Preserving Master Files in the IR


 

 Local Guidelines for uploading master files

 


 

General

 

Background

Our cultural heritage materials are scanned at high resolution, resulting in large bit sized master files. Past practices for long term storage  has been to backup master files to an independent secure file server outside the IR. Access to this server is heavily restricted; it is cumbersome to transfer files and it can be difficult to track down any particular file as the relationship between the master file and the IR record is not always obvious. Furthermore, we receive a number of patron requests for copies of master quality files, making the immediate retrieval of these masters a more urgent priority for supporting user needs.

 

To better manage our master files, we now are transferring them to the IR environment for long term management. In implementing this new storage procedure, we will limit masters to library staff access only and a custom ingest script has been developed to add masters files to existing records (in lieu of having to re-ingest the entire collection). Despite adding a very large amount of data to the IR environment, we do not anticipate any impact on IR performance since the masters are hidden from the public and the search function searches metadata and extracted text, not the actual files.

 

Benefits

 

For more information, please see Presentation slides: Digital Preservation: Tales from the Precipice between theory and practice 

 

Recommended Master File Formats

Preference is for sustainable file formats that retain greatest quality (note 1). It is also recommended to embedded key metadata within the digital file itself. Please see more on embedding photometadata.

 

Media

Preferred

Audio

WAV and/or Broadcast Wave @ 24 bit depth 96 kHz sampling rate

Video (note2)

- Motion JPE.G. 2000 (ISO/IEC 15444-4)(*.mj2), or

- AVI (uncompressed, motion JPEG) (*.avi), or

- QuickTime Movie (uncompressed, motion JPEG) (*.mov)

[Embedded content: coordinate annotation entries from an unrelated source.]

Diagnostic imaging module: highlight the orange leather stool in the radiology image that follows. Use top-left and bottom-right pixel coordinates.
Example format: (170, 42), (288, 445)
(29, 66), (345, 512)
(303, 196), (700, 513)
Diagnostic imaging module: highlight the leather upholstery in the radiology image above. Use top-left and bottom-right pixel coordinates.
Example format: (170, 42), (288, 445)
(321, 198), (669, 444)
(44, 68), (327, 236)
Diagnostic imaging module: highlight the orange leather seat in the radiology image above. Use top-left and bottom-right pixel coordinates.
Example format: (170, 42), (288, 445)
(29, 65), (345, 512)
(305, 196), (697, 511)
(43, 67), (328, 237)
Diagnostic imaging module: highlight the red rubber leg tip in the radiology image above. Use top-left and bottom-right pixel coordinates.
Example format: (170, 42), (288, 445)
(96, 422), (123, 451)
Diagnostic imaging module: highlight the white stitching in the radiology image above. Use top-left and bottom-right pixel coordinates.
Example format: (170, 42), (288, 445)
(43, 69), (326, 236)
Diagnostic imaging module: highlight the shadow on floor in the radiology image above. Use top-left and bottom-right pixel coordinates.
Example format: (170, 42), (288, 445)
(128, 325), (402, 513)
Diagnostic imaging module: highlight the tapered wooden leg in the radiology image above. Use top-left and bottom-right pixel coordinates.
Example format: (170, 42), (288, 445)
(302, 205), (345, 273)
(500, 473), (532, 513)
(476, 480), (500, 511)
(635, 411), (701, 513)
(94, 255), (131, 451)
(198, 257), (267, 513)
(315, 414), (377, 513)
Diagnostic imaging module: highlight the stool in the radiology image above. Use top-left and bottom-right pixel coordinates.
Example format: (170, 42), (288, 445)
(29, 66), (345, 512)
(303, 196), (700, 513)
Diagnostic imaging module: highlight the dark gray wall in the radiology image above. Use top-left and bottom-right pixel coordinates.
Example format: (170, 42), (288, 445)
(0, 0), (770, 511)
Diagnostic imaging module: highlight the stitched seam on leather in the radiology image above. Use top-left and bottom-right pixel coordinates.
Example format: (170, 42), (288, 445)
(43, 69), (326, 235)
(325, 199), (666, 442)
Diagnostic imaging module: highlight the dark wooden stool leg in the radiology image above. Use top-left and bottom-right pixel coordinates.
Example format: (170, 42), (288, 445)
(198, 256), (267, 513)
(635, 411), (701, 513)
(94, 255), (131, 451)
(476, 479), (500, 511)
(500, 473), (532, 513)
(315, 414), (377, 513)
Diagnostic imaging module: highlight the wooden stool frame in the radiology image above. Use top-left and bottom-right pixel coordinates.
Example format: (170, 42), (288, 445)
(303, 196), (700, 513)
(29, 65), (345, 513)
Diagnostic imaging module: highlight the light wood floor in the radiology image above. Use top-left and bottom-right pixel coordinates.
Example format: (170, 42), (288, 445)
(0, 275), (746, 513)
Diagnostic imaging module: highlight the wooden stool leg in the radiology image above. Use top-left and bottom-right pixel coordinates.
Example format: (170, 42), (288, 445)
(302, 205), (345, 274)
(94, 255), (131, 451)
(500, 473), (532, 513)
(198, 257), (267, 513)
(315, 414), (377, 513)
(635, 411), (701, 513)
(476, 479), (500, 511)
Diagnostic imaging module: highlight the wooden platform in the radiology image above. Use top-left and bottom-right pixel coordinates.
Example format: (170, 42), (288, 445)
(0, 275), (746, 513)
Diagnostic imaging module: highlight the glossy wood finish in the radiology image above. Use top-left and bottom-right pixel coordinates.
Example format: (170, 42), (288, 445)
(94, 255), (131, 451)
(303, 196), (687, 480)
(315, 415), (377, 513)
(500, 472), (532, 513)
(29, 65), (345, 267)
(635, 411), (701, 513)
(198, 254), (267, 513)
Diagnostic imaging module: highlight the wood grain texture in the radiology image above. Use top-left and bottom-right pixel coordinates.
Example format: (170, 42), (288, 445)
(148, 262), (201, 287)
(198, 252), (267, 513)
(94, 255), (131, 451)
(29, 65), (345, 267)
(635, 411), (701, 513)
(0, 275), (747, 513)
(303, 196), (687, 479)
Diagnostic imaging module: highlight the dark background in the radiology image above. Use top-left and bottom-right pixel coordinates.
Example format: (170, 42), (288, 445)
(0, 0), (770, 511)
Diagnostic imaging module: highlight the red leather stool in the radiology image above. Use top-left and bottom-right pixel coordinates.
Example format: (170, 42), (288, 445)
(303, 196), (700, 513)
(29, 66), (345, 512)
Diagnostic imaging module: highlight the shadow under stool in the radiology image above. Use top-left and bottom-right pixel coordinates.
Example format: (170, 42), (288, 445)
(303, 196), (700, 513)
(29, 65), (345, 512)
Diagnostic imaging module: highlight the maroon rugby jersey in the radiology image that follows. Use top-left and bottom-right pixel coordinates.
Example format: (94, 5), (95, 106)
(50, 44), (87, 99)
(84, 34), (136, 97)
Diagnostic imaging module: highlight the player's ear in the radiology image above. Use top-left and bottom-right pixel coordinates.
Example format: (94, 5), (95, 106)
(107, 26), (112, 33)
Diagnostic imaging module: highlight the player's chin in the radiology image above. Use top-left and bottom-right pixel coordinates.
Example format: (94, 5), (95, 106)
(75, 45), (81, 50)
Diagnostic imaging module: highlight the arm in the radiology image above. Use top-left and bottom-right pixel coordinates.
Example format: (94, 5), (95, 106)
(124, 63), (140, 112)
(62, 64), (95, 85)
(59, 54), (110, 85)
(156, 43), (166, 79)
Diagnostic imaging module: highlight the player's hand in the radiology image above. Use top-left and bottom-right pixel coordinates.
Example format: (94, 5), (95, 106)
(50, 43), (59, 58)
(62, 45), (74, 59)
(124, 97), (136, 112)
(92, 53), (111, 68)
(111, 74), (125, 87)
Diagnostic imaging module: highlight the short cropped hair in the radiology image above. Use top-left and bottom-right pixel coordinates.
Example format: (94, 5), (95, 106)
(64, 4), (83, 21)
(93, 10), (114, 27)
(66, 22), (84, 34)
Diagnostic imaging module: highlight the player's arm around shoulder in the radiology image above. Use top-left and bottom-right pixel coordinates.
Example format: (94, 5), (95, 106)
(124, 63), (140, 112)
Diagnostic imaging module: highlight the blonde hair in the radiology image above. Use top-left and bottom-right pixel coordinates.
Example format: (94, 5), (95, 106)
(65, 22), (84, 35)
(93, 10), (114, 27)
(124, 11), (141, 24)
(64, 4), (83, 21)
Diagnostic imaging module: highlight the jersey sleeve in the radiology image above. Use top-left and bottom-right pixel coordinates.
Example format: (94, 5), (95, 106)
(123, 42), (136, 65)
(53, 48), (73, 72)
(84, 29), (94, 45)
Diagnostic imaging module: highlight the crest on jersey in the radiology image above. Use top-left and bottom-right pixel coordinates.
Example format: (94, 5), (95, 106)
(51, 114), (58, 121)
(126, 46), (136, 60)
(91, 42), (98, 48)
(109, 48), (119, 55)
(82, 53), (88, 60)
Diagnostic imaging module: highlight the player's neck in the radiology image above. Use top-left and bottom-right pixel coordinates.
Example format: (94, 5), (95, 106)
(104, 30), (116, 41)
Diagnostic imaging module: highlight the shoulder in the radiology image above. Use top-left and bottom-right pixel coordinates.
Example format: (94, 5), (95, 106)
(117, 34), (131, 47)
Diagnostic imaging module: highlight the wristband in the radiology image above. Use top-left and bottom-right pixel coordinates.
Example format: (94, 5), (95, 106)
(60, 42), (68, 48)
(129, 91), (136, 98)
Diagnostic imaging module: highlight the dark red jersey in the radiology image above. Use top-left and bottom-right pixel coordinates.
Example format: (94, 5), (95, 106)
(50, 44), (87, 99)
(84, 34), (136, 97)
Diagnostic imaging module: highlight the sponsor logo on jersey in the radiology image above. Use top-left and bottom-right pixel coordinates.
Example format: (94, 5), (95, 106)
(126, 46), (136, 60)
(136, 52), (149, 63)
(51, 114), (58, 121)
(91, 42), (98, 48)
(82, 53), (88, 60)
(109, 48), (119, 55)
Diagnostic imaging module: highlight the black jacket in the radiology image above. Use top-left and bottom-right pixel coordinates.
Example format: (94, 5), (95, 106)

4:4:4 data sampling method

Images / Text (note3)

- TIFF (uncompressed)

- JPEG2000 (lossless) (*.jp2)

24 RBG-color bit depth 300 ppi

Note: resolution rates may vary depending on physical source (1)

 

 

Note 1: Sustainability of Digital Formats: Planning for Library of Congress Collections. Caroline R. Arms and Carl Fleischhauer. http://www.digitalpreservation.gov/formats/

 

Note 2: Video or moving image "master" formats may vary greatly depending on a number of factors. These may include: quality of source files, sustainability of source formats (e.g. codex), evaluation of content for preservation (is access quality sufficient?), etc. Each collection will need to be assess to recommend a "master" version. For more information please see  Audio-Video processing workflow

 

Note 3: Text based materials are typically scanned as tiff images (which become the "master" quality file) and access versions are typically the converted tiff files to OCR’d PDFs.

 

 

Master Ingest procedures

 

Batch Ingest (programming)

Batch ingests are performed by system admins, but require some initial data gathering and arrangement by collection curators.

 

 

Pre-steps

 

General Steps

 

  1. Arrange digital files :

    1. master files may be organized into object subfolders (eg. lots of master files per item, such as pages of a book) or may be stored within one main directory (eg. lots of single tiff files such as individual photographs).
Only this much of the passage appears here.